1. Demand for Insurance
Consider the utility function u(x) = log x.
(a) Set up the individual's expected utility maximization problem. Derive the first-order condition.
(b) Find the optimal insurance coverage, C, when insurance is actuarially fair (i.e. q = p).
(c) Find the optimal insurance coverage when q > p.
(d) Comparative Statics. Use the first order condition from part (a) to find change in C = C(W, L, q, p) with respect to
(a) Probability
(b) Loss
(c) Wealth (Hint: consider IARA, CARA, DARA)
2. Supply of Insurance
Suppose there are two risk averse individuals, Cate and Dirk. They both face an identical independent risky prospect: each individual has a 50% chance of earning $100 and a 50% chance of earning $10. Let u(x) = log x be the utility function.
(a) Find Dirk's expected utility from this prospect.
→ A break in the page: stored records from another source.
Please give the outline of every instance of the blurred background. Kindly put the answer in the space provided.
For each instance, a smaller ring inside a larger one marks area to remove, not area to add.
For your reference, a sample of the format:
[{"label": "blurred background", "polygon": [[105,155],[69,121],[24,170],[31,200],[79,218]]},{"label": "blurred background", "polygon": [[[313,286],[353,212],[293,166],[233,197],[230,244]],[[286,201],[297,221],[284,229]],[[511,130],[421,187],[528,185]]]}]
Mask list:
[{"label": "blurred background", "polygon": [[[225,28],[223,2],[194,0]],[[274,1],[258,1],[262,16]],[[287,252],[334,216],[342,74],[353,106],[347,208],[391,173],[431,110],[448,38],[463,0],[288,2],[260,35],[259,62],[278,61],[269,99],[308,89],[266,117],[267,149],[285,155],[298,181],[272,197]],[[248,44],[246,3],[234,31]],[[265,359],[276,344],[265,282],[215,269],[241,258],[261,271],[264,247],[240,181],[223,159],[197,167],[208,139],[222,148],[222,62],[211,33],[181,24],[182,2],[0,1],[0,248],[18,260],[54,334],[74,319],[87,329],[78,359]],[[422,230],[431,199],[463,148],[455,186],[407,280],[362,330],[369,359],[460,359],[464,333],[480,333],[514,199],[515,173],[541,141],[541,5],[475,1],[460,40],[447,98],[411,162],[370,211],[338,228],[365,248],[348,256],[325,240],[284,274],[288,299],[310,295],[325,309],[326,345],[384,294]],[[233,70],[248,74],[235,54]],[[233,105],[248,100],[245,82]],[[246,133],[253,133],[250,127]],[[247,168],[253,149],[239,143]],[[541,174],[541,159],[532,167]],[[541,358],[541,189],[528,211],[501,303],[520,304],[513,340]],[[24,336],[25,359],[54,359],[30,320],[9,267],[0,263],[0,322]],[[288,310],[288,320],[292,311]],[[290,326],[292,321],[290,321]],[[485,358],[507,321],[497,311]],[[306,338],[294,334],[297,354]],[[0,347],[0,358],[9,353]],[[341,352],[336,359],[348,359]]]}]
(b) Suppose Cate and Dirk decide to pool their incomes. They pay their realized income into the pool and they each get half of the total income of the pool. Find Dirk's expected utility under the pooling scheme. (Hint: Since the two prospects are identical and independent, there are four possible outcomes).
(c) Show that Dirk's expected utility under the pooling scheme is greater than his expected utility without the pooling scheme.
(d) Compare the variance of the risky prospect with the pooling scheme and without the pooling scheme.